TEATRO PARA DANÇAR

segunda-feira, 4 de julho de 2016

Eduardo Magalhães, antena de uma geração - MEMÓRIA É VIDA

Quando cheguei em Cabo Frio, 2004, ele era o jovem que agitava a cidade, junto com sua geração de artistas. Eduardo Magalhães, o EDUARDINHO, não só era visto com muito carinho e simbolizava um misto de entrega e responsabilidade com o teatro, como também, construía cenas cada vez melhores e se tornava um olhar para o teatro, que todo mundo respeitava. Lembro que o primeiro espetáculo que vi no Teatro Municipal, foi dirigido por ele e chamava-se "Gepetto Conta Pinóquio".

(Jiddu)

Eduardo Magalhães (Eduardinho) referência e excelência artística,
a saudade que fica é também estímulo para que o teatro de
Cabo Frio, siga surpreendendo o Brasil.
O FESQ (Festival de Esquetes de Cabo Frio) era um evento praticamente novo na cidade e Eduardinho, na ópoca,  dirigiu a cena "Flores, para quem o amor Passou". Um trabalho com um ritmo alucinante e uma forte integração de elenco, em cena, "flores" levantou o teatro com uma força impactante. Um figurino e maquiagem impecável, os atores pareciam ter saltado de alguma fábula. Neste ano, eu participava, junto com Rodrigo Portela e Fabio Fortes, do Juri, que tinha que distribuir a premiação do Festival.
Dois ou três anos depois, no mesmo festival, Eduardinho surpreendeu com outra esquete ainda mais impactante. "Enquanto as Crianças Dormem". Escrevi sobre este trabalho naquele mesmo ano. Uma coisa que me chamou a atenção, foi a cena se desenrolar num ambiente que em tudo lembrava um filme de Werner Fassbinder, o cineasta que sempre fui reverente, pela estética e profundidade de ambiente e construção dramatúrgica. A peça era praticamente um filme em cena, talvez muito avançado para a época, pois lembro que o elenco ficou estarrecido de ver que seu trabalho não premiou naquele ano, talvez um exemplo de como é complicado lidar com arte em eventos competitivos . 

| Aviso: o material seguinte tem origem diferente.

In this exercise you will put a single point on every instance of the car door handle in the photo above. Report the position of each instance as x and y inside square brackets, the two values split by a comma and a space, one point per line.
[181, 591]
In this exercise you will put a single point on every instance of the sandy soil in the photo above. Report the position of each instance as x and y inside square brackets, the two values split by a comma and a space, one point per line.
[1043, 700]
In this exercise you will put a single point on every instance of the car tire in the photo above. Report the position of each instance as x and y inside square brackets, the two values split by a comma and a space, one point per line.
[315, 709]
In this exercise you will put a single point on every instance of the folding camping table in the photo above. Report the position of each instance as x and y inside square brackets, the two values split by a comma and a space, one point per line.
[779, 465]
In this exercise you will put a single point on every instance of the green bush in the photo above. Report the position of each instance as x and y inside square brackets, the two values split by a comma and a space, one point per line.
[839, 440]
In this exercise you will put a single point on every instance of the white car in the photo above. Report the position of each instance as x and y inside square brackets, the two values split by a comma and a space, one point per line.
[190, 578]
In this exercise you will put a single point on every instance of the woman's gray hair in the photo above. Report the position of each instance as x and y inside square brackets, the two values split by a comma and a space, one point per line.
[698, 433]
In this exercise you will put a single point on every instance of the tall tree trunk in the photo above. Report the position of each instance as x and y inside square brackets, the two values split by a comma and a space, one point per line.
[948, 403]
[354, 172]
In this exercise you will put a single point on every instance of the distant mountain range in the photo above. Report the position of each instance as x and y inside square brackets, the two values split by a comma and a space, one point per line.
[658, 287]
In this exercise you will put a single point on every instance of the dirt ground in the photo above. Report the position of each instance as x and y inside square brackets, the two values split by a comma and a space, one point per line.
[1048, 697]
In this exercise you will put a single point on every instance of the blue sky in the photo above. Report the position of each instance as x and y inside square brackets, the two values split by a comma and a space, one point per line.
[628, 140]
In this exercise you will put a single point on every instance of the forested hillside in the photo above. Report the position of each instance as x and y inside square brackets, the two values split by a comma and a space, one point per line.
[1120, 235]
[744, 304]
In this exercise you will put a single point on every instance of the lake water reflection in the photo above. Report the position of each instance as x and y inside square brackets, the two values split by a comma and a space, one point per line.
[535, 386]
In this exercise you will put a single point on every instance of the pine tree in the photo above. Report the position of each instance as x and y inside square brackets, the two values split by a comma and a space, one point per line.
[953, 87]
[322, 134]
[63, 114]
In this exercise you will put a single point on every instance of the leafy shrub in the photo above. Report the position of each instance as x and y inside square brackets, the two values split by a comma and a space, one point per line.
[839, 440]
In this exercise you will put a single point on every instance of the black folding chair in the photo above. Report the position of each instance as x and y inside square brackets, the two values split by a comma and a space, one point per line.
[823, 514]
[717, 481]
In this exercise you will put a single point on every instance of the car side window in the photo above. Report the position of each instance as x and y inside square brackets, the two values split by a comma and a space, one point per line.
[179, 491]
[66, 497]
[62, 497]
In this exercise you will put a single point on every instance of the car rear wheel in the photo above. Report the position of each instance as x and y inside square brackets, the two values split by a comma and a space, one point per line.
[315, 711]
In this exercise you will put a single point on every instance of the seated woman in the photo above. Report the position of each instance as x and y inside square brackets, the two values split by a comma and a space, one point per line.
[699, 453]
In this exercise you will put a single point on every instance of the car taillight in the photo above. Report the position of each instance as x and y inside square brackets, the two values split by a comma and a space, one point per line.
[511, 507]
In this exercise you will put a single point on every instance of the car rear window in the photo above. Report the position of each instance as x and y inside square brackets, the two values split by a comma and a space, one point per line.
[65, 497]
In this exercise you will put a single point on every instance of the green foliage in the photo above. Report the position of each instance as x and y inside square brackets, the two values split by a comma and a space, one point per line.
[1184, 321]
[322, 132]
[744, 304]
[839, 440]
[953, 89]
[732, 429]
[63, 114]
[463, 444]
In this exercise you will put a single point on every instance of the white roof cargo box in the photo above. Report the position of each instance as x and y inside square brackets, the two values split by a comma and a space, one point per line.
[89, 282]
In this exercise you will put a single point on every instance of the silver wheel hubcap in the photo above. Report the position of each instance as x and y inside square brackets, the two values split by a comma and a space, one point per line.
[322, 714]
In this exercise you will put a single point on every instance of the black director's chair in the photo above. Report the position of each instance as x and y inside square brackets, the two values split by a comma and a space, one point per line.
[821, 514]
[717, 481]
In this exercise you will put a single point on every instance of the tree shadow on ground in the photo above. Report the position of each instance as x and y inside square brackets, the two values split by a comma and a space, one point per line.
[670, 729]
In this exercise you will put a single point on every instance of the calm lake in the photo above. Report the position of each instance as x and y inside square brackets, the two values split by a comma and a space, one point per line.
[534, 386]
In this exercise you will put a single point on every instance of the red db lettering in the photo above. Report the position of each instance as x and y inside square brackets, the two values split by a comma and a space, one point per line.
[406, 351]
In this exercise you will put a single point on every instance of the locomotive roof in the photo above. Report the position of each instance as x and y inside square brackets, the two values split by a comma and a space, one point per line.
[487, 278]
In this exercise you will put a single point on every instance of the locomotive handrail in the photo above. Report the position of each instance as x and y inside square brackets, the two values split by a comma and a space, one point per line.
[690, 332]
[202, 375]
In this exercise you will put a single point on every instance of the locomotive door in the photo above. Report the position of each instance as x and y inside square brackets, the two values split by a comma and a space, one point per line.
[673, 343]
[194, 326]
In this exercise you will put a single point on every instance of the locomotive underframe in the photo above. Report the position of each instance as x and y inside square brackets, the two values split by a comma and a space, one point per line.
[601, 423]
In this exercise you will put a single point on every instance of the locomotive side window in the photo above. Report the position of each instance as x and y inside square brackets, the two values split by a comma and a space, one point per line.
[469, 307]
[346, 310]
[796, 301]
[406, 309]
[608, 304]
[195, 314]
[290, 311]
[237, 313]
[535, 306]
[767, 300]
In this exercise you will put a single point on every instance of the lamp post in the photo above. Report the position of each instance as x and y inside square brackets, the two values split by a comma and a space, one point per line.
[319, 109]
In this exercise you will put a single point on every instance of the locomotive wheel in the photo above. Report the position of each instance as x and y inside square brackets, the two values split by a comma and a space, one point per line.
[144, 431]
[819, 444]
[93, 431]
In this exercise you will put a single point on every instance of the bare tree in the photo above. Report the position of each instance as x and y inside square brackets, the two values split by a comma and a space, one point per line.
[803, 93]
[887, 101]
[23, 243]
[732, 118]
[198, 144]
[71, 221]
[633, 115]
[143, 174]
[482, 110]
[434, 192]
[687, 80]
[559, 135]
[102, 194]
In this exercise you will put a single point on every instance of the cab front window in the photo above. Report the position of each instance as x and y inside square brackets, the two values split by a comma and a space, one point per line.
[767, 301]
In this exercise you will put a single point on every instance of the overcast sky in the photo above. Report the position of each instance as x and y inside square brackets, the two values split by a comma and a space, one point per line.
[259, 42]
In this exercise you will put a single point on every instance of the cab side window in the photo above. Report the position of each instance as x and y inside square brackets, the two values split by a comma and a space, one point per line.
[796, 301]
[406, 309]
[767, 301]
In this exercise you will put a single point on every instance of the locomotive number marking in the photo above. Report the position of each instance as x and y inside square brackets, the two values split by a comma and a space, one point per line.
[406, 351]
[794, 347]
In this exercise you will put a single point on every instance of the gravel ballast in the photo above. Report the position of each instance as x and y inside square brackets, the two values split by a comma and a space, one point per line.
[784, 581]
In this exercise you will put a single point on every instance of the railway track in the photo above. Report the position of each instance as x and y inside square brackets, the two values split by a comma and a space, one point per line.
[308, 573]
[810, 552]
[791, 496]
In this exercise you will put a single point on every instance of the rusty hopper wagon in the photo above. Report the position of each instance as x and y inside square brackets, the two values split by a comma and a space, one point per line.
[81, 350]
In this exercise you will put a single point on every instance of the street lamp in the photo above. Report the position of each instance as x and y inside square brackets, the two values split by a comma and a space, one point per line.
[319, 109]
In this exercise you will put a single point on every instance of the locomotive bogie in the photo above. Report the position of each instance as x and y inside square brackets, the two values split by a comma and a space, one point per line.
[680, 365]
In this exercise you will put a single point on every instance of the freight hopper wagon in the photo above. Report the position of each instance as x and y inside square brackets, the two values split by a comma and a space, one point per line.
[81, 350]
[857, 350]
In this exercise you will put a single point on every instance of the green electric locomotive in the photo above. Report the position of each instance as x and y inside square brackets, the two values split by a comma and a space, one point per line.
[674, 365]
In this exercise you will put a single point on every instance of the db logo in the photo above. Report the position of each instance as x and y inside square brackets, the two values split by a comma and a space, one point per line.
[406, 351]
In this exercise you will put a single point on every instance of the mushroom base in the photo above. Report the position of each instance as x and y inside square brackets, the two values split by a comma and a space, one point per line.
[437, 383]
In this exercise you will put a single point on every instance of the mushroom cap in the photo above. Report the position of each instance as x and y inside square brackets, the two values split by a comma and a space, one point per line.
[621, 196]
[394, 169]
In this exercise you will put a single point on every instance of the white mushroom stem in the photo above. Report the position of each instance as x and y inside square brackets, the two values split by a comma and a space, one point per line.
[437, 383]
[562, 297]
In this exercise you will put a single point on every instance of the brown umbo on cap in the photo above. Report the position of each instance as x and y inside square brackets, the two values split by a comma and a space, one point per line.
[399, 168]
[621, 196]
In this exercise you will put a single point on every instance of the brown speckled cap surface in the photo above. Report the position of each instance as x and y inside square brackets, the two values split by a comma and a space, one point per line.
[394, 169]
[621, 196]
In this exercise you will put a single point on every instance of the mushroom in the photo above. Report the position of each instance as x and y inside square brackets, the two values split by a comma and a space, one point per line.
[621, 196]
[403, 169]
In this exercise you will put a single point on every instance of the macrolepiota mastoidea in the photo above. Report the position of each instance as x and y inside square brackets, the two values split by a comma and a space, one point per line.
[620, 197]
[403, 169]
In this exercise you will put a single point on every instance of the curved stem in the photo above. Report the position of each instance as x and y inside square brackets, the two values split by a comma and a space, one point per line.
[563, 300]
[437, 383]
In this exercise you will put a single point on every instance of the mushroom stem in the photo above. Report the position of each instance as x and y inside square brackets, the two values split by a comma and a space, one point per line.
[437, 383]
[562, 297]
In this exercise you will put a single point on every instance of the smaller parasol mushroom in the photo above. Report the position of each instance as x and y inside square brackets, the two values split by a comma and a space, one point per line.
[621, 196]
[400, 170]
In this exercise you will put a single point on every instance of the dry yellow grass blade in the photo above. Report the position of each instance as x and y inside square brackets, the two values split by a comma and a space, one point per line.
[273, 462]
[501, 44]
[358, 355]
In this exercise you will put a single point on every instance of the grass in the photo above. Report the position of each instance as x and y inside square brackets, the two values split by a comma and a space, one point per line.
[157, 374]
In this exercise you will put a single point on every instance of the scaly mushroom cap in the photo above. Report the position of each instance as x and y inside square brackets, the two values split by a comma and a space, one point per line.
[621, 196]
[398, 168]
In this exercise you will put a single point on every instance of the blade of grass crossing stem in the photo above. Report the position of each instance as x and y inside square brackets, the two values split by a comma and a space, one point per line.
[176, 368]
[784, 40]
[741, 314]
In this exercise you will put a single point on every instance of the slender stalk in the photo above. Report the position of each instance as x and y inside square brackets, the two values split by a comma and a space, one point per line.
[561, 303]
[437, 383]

"Flores, para quem o Amor Passou", cena teatral que marcou época no teatro
de Cabo Frio. Foto do acervo de Luciano Paiva.
Para mim, uma estética daquele nível, só poderia ser dominada por alguém que tivesse muita experiência, no entanto, Eduardinho tinha algo em torno de 18 ou 20 anos, no máximo, quando este espetáculo foi criado. Confesso que foi uma das cenas que mais apreciei no teatro de Cabo Frio, até hoje. Infelizmente, trabalho daquele nível, precisaria ter uma temporada, para que pudesse penetrar o inconsciente coletivo da cidade, algo que, na época, não aconteceu. Mas o lado positivo é que, dos jovens que faziam teatro naquela época, com Eduardinho, praticamente todos continuaram seguindo carreira de ator e, hoje em dia, vejo esse pessoal espalhado pelo Brasil, seguindo seu caminho e sua arte. Dos que ficaram em Cabo Frio, continuam firmes oferecendo sua arte para a cidade.
Também tive a oportunidade de conversar muito com Eduardinho Magalhães, ele sempre me procurava para falar de sua paixão pelo teatro físico, gostava muito de mímica e sonhava fazer espetáculos que bebesse mais na fonte deste gênero teatral, mas eu sempre dizia para ele que já via muito desses elementos em sua linguagem estética, tanto que hoje em dia, percebo que alguns artistas de sua geração e que conviveram com ele, levaram adiante a pesquisa do teatro físico que, hoje, é praticamente uma prática rotineira para muitos desses jovens contemporâneos e cúmplices daquele jovem tão talentoso.
Lutando contra os ventos de desesperança e enfrentando os moinhos de ventos da vida, Eduardinho teve seu destino tragado por uma morte precoce, ninguém se conforma com isso, porém, sua arte permanecerá viva e será sempre honrada por aqueles que estiveram mais perto dele. A coisa é tão séria, que, uma vez, o hoje ator Gustavo Vieira, comentou comigo uma vez, dizendo que "Adoraria ter conhecido Eduardinho", para mim, Gustavo Vieira é quem mais se semelha àquele jovem, em alguns aspectos, embora o tempo e a demanda seja outra.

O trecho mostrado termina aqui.